サッカーの松田直樹選手も練習中にピッチで倒れ、そのまま帰らぬひととなりました。本人は無念でしょうが、そして不謹慎なものいいであることも十分に承知していますが、これまたサッカー選手冥利に尽きる最後だったと思います。
ぼくも松田選手と症状はほとんど同じでしたが、幸いそこまで心臓に急激なダメージを受けなかったため、なんとか間に合いました。倒れた場所も病院ですし、妙なところで倒れなくよかったなぁとしみじみ思います。車を運転しているときにおかしくなったら大変でから。恥かしいような場所で倒れるの嫌ですし。
倒れてから7年がすぎました。それ以来、「いつ死んでもいいや」と思って生きてきましたが、なかなか身の回りの整理ができません。いま死んだら、残されたひとが大変です。もっとすっきり片付けておかなくてはと思いつつ、相変わらず物が増えています。

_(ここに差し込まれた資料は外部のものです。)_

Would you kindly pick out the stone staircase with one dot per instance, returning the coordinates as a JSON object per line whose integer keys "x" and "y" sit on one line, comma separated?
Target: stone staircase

話はまとまりませんが、原田さんとぼくは顔見知りだったようです。「ようです」と書いたのは、すっかりそのことを忘れていて、いまだにそういわれてもまったくそういう場面がぼくの頭の中に甦らないからです。
学生時代、大学の前にあった喫茶店にぼくと仲間は入りびたりでした。普通の喫茶店だったんですが、いつの間にか常連のぼくたちがマスターを説得してジャズ喫茶にしてしまいました。そこに、ときどきふらりと立ち寄っていたのが原田さんです。
そのことを先日あるひとからいわれたんですが、ぼくにはまったく記憶がありません。別の友人によれば、ぼくたちは言葉も交わしていたそうです。いまから40年ほど前の話です。
原田さんといえば、10年くらい前でしょうか、下北沢の小さな映画館で、彼のライヴを観たことがあります。渋いブルースを聴かせてくれました。ぼくは彼のようなタイプにも憧れているところがあって、そのときもすっかり触発されちゃったんですけどね。
いまのぼくは、当時の原田さんの年齢になりました。あの渋さと男らしさには逆立ちしたってかないません。生き方がそのひとの存在感を作りますから、真似したって無理です。
役者という仕事に入れ込んだ原田さん。ひとつのことに夢中になって生きている点では、ぼくだった負けていません。その分、まわりのひとは迷惑でしょうけど。
映画を観ながらいろんなことを考えちゃいました。とりとめのないことばかりですけどね。